A new research by scientists has shown that the temperatures in the state of California in US have risen by more than 2.1 degrees Fahrenheit between 1915 and 2000, largely because of human activities.
The research, which was conducted at the Lawrence Livermore National Laboratory, the University of California, Merced and the National Center for Atmospheric Research, used data from up to eight different observational records to come up with the findings.
According to the findings, the warming of the state, which has been fastest in late winter and early spring, is largely attributed to human activities.
"The trends in daily minimum and maximum temperatures over the last 50 and 85 years are inconsistent with current model-based estimates of natural internal climate variability," said lead researcher CÚline Bonfils from Lawrence Livermore.
"It's pretty clear that natural causes alone just can't cut it and external factors such as greenhouse gases and urbanization come into play," he added.

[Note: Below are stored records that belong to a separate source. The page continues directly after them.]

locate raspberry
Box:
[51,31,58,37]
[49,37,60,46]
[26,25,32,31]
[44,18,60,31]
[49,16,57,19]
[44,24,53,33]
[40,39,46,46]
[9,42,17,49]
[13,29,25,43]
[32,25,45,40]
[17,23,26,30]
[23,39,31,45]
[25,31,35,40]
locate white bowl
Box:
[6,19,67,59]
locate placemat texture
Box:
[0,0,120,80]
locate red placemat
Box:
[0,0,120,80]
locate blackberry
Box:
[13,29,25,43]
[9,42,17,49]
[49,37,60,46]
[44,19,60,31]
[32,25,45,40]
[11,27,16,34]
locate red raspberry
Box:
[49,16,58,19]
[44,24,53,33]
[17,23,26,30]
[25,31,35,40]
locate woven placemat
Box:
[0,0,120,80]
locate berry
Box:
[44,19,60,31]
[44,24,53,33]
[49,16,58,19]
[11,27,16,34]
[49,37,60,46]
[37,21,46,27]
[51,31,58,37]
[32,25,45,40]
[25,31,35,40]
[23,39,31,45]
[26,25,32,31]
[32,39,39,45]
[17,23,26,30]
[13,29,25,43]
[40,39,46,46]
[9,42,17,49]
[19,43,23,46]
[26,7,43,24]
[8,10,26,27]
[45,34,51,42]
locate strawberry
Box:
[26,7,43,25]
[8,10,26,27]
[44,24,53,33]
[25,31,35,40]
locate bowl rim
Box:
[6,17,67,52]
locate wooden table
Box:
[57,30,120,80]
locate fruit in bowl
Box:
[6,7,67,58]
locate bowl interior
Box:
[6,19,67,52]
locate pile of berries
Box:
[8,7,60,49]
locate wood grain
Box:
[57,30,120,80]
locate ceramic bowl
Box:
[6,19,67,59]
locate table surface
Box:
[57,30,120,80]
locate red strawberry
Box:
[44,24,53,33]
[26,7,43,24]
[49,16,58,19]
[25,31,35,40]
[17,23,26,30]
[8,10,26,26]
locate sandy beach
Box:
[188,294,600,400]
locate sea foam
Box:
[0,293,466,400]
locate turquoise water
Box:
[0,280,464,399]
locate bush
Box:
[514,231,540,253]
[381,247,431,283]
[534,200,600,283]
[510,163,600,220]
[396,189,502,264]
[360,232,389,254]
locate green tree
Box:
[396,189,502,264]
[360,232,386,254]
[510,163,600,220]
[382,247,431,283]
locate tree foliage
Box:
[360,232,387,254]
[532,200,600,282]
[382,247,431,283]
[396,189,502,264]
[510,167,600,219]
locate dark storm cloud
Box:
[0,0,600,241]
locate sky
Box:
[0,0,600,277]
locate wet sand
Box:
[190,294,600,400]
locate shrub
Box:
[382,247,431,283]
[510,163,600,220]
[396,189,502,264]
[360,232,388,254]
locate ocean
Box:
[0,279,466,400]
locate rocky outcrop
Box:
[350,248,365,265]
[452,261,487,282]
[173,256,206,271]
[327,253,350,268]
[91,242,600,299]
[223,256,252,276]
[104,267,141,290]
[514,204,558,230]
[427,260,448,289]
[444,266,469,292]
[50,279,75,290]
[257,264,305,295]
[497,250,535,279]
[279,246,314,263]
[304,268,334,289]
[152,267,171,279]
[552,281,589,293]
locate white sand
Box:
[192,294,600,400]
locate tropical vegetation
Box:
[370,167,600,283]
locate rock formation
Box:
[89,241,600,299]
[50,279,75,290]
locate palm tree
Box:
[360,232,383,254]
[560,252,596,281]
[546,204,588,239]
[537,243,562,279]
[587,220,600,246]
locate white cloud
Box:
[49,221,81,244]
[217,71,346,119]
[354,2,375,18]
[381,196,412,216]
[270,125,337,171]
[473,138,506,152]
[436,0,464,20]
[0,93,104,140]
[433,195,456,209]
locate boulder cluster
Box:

"Our study represents a credible first step toward the identification of the effects of human activities on California climate," said Benjamin Santer, also part of the Livermore team.
California is not alone when it comes to warming trends.
Late winter and springtime temperatures have increased in nearly all of western North America. They have been associated with a large change in atmospheric circulation in the northern Pacific, likely resulting from greenhouse gas-induced warming.
But all California climate trends during the 20th century aren't so clear.
For example, less warming is observed in summer. This warming, which mainly occurs at night but not during daytime, is not well explained by historical climate simulations.
"We looked at observations and models and they don't concur," said Phillip Duffy, part of the Livermore team and a UC Merced adjunct professor. "One possible reason for this is that most models don't include factors such as irrigation, which can influence regional climate," he added.
The team found the lack of a trend in summertime maximum temperatures may be associated with the rapid expansion of large-scale irrigation during the 20th century, an important factor in California that is not accounted for in the models.
"If this hypothesis is verified, the acceleration of CO2 emissions combined with a leveling of irrigation may result in a rapid summertime warming in the Central Valley in the near future," said David Lobell, co-author in both studies.
Another problem is that an increase in California temperatures could have dire consequences for the state's water system.
"If human-induced climate change is occurring, societal impacts - such as impacts on our water supply - cannot be far behind," said Duffy.